Let’s take a look at what \(L^{rDAD}(\tau)\) and \(L^{DAD}\) look like when we pick \(\tau\) to be \(1\). You can do this in graspologic using form="R-DAD", and then setting regularizer appropriately:

tau = 1
L_rdad = to_laplacian(A, form="R-DAD", regularizer=tau)
fig, axs = plt.subplots(1, 2, figsize=(12,6))


L_dad_ax = heatmap(L_dad, annot=True, linewidths=.1, cbar=False, title="DAD Laplacian $L^{DAD}$", 
               xticklabels=True, yticklabels=True, ax=axs[0]);

L_dad_ax.tick_params(axis='y', labelrotation=360)
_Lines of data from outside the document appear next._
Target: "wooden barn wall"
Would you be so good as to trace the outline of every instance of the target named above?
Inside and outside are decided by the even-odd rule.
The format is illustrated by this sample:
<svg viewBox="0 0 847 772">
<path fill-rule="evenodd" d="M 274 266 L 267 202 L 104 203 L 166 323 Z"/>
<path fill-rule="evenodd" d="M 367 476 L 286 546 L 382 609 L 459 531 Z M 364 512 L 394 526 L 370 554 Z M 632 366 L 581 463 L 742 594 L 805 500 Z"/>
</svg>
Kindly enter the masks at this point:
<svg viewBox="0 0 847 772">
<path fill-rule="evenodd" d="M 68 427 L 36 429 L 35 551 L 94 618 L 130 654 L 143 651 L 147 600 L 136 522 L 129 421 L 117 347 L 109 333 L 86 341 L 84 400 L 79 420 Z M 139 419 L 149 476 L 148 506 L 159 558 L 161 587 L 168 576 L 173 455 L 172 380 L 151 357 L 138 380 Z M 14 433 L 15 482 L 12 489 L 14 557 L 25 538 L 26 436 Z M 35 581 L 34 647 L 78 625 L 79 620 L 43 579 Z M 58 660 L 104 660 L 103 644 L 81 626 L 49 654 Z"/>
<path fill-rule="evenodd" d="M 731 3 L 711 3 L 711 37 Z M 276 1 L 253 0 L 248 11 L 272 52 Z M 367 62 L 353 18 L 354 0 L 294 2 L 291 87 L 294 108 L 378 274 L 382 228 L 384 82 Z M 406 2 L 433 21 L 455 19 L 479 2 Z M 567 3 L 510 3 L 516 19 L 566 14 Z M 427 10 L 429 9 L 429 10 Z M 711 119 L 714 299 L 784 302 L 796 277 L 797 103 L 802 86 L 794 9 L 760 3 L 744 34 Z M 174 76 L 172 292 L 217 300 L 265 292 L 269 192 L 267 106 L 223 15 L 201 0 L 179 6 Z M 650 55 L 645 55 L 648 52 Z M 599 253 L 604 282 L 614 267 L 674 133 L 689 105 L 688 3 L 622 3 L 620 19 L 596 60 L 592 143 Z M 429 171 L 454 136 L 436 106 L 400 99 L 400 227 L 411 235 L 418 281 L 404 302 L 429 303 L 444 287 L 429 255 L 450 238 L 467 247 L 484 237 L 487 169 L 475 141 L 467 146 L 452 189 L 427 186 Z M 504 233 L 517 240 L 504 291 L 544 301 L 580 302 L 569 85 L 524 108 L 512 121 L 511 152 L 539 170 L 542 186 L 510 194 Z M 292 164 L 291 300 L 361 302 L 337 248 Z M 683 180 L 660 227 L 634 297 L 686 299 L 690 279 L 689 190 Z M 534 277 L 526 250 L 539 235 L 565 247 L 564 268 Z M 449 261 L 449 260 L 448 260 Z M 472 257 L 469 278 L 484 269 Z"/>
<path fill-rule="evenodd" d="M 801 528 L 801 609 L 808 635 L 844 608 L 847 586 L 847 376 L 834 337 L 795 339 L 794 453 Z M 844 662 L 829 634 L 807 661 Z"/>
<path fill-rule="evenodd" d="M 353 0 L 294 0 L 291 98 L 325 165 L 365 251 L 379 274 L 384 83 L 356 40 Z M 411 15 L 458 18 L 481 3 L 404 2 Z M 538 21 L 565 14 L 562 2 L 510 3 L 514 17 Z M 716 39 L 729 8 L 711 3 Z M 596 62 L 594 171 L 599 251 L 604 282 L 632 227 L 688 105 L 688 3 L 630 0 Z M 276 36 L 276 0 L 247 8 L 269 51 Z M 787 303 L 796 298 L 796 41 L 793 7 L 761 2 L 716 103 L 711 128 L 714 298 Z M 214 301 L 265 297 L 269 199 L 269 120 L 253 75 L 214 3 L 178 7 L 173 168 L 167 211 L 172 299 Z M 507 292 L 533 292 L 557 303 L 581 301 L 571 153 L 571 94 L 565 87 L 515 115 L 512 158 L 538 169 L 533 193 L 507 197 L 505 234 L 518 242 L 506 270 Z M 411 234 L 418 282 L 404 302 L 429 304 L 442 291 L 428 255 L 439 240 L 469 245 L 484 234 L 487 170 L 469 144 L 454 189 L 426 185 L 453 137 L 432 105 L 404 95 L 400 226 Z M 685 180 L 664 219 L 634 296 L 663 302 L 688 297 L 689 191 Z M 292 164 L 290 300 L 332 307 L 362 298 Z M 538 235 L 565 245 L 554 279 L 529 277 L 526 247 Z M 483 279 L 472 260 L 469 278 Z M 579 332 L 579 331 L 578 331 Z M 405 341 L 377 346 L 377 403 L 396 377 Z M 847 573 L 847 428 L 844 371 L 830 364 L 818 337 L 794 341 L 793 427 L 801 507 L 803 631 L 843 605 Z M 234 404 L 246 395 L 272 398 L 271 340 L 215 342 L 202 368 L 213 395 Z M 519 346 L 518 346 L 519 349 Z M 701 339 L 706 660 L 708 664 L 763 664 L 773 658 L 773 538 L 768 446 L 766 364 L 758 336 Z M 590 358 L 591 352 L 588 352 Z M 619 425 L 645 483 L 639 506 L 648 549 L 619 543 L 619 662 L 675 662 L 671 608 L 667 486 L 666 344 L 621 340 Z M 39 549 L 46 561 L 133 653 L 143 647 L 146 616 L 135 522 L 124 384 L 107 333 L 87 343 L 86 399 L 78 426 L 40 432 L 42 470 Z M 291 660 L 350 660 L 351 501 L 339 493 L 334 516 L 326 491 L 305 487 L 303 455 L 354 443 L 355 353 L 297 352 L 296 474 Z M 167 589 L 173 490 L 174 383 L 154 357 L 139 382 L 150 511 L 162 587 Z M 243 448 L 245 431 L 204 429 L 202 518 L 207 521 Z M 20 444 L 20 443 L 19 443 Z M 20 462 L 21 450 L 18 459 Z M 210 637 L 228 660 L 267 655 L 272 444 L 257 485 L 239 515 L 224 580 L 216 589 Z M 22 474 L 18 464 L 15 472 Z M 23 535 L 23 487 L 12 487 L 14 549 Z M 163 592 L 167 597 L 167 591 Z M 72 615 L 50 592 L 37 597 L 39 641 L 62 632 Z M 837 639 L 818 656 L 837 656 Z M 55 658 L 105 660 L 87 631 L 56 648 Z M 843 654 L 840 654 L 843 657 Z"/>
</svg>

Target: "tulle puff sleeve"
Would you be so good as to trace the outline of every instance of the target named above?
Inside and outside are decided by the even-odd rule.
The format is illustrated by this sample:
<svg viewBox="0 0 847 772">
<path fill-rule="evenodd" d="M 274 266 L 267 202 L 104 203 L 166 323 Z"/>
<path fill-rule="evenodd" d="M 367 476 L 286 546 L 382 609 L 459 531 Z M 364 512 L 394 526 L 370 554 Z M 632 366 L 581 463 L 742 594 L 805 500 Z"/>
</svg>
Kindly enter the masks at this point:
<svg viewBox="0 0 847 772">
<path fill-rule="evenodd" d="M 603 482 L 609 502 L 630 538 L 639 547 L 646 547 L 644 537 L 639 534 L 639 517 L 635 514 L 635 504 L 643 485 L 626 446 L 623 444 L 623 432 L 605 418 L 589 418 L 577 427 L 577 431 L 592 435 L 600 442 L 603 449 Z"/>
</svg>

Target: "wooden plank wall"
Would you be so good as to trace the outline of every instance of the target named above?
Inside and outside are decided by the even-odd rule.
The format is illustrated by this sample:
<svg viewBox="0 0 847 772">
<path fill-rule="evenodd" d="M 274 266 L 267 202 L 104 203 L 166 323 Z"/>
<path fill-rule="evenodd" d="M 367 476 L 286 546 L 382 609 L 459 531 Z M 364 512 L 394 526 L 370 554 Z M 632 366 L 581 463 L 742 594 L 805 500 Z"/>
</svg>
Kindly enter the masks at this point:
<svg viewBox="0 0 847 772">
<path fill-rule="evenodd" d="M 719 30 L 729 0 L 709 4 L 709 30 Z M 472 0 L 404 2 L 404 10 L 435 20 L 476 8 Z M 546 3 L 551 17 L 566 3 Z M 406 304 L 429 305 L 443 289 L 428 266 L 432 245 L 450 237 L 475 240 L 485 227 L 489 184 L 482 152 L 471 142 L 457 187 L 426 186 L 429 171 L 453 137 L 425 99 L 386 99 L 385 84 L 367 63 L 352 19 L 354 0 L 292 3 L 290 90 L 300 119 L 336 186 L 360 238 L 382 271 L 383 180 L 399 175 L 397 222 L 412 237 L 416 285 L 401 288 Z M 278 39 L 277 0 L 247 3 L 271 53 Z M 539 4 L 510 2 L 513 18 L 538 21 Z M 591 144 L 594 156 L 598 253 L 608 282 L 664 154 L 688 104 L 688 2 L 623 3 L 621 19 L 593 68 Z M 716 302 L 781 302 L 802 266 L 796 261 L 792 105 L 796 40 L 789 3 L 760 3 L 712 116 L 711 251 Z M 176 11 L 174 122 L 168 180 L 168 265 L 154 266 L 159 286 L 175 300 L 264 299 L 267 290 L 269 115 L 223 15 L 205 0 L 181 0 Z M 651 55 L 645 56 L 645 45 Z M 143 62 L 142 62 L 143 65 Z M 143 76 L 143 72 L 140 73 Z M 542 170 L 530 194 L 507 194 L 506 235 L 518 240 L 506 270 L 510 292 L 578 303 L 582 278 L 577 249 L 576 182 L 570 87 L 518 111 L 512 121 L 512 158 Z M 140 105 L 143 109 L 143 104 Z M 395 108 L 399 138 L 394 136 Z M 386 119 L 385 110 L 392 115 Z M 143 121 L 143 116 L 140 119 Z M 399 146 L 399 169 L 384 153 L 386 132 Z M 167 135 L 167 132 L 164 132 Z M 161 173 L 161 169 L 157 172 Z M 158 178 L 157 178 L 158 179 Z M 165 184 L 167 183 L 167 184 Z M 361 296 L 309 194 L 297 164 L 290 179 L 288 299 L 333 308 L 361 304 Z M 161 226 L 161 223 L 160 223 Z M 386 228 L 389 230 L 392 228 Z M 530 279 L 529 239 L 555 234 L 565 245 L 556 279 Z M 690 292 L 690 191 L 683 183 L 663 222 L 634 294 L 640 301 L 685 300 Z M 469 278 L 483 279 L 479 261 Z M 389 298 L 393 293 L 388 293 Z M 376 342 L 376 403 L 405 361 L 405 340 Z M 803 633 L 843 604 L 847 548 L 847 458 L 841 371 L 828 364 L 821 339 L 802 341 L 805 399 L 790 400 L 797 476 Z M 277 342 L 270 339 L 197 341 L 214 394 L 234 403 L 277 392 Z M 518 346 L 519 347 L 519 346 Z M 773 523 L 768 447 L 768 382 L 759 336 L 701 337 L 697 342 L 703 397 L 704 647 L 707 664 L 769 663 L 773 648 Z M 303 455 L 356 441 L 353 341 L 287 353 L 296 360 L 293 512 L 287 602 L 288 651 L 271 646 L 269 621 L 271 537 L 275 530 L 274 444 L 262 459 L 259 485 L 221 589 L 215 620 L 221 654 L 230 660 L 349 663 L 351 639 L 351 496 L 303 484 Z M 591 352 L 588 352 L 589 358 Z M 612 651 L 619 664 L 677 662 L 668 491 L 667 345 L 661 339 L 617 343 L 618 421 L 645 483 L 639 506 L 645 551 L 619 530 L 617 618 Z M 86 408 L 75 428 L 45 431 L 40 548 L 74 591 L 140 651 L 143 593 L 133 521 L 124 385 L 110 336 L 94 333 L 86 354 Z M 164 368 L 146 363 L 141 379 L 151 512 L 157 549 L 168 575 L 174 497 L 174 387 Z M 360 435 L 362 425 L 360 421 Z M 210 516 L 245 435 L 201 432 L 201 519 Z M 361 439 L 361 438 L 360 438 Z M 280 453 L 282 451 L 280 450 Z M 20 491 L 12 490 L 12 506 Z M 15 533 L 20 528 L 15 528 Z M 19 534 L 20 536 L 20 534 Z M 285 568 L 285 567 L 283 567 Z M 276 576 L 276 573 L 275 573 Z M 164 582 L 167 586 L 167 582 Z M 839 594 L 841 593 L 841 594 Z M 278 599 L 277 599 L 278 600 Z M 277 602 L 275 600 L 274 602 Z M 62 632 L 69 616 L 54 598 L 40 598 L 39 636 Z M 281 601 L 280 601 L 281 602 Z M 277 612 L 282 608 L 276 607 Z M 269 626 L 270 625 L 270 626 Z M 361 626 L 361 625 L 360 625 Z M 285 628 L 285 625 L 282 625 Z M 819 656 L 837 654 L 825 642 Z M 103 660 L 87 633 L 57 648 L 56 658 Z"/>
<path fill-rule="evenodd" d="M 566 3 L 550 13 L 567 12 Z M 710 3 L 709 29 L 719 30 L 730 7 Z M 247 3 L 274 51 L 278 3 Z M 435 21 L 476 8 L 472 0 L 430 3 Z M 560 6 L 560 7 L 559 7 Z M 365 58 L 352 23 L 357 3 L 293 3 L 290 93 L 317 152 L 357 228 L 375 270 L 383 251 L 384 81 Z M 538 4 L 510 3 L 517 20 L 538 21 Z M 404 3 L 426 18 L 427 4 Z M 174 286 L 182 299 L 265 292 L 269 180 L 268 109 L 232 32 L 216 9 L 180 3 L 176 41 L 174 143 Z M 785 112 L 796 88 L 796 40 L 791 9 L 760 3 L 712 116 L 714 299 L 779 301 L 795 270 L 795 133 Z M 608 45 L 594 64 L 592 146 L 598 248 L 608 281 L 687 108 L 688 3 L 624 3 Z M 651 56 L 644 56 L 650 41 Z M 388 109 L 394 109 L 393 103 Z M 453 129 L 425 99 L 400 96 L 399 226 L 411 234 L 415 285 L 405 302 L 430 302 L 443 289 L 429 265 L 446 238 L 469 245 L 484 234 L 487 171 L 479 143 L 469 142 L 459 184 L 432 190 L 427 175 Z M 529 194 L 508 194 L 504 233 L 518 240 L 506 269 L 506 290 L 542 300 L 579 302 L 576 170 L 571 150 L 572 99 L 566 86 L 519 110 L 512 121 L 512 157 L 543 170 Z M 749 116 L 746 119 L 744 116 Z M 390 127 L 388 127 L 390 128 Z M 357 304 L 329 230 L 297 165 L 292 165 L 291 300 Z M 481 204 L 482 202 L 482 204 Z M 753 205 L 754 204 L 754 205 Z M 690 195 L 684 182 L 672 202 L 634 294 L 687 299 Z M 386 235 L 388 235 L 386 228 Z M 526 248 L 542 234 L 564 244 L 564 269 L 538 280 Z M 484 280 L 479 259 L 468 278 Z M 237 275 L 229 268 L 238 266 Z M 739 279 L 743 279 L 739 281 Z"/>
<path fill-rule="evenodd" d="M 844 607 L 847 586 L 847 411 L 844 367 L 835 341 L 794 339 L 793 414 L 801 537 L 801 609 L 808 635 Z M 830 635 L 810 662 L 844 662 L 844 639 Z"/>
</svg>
L_dad_ax = heatmap(L_rdad, annot=True, linewidths=.1, cbar=False, title="regularized DAD Laplacian $L^{rDAD}(1)$", 
               xticklabels=True, yticklabels=True, ax=axs[1]);

L_dad_ax.tick_params(axis='y', labelrotation=360)
../../_images/matrix-representations_26_0.png

3.1.4. References#

1

Chris Godsil and Gordon Royle. Algebraic Graph Theory. Springer, New York, NY, USA, 2001. ISBN 978-1-4613-0163-9. URL: https://link.springer.com/book/10.1007/978-1-4613-0163-9.

2(1,2)

Fan Chung. Spectral Graph Theory. Volume 92. American Mathematical Society, December 1996. ISBN 978-0-8218-0315-8. doi:10.1090/cbms/092.

3

Jianxi Li, Ji-Ming Guo, and Wai Chee Shiu. Bounds on normalized Laplacian eigenvalues of graphs. J. Inequal. Appl., 2014(1):1–8, December 2014. doi:10.1186/1029-242X-2014-316.

4

Kamalika Chaudhuri, Fan Chung, and Alexander Tsiatas. Spectral Clustering of Graphs with General Degrees in the Extended Planted Partition Model. In Conference on Learning Theory, pages 35.1–35.23. JMLR Workshop and Conference Proceedings, June 2012. URL: https://proceedings.mlr.press/v23/chaudhuri12.html.

5

Arash A. Amini, Aiyou Chen, Peter J. Bickel, and Elizaveta Levina. Pseudo-likelihood methods for community detection in large sparse networks. arXiv, July 2012. arXiv:1207.2340, doi:10.1214/13-AOS1138.

6

Tai Qin and Karl Rohe. Regularized Spectral Clustering under the Degree-Corrected Stochastic Blockmodel. arXiv, September 2013. arXiv:1309.4111, doi:10.48550/arXiv.1309.4111.